Quad Branch Fusion (QBFAM) and Grouped Convolutional-Spatial (GCSAM) Deep Learning Attention Modules for Retinal Image’s Segmentation
摘要
In order to accurately diagnose ocular disorders DR, Glaucoma and AMD with computer assistance, it is essential to segment retinal structures in fundus images. Although deep learning-based segmentation models have made significant strides, current approaches have significant drawbacks: The inability to adaptively focus on lesion-relevant regions, the inability to capture fine vascular features, and the reliance on manually created or annotated lesion priors are common problems with traditional U-Net variations. Additionally, the channel and spatial attention mechanisms used in previous studies often struggle with effective feature recalibration and are unable to simulate long-range dependencies, which results in segmentation accuracy which is not ideal. We propose QBFAM-U-Net, a novel Quad Branch Fusion Attention Module (QBFAM) combined with U-Net, to overcome these drawbacks. The QBFAM presents a residual learning framework with a cascaded channel–spatial attention mechanism. In particular, our design makes use of (i) skip pathways to reduce vanishing gradients and stabilise deep network training, (ii) multi-branch dilated convolutions for efficient receptive field enlargement without resolution loss, and (iii) adaptive attention recalibration to specifically highlight vessel-like and lesion-aware features.
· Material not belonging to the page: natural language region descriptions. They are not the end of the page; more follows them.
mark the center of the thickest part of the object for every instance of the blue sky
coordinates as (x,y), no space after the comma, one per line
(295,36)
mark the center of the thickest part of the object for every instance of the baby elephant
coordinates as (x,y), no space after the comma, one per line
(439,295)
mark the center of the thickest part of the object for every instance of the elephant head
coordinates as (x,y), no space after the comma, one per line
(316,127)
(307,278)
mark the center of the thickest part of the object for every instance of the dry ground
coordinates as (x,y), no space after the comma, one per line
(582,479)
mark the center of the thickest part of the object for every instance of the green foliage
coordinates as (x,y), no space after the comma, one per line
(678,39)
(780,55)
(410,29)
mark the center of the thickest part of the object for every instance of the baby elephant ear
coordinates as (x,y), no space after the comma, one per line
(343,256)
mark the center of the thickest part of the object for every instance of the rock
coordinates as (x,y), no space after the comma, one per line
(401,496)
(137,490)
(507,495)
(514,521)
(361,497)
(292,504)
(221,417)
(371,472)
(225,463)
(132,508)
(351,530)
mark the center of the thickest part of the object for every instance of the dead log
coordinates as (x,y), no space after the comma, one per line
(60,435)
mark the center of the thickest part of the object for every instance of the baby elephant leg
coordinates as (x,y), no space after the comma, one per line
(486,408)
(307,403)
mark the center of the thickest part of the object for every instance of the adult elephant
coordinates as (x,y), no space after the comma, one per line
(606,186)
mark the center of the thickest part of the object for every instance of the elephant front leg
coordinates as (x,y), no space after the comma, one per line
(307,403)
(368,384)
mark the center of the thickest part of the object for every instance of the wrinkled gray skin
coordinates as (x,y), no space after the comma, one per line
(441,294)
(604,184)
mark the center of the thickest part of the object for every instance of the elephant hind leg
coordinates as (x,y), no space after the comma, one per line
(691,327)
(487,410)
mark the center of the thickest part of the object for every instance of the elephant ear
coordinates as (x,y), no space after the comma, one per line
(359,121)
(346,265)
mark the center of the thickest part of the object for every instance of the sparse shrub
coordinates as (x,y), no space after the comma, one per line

QBFAM greatly enhances feature representation across scales and preserves spatial details when included into the U-Net encoder-decoder framework. Comprehensive tests on benchmark datasets including CHASE_DB1, DRIVE, and STARE are utilized for the experiment. The evaluation criteria, such as Accuracy, Precision, Specificity, Sensitivity, F1 Score, and AUC are used. This development demonstrates QBFAM-U-Net's potential as a reliable and effective retinal image analysis tool, offering a solid basis for clinical decision support systems and automated eye disease screening.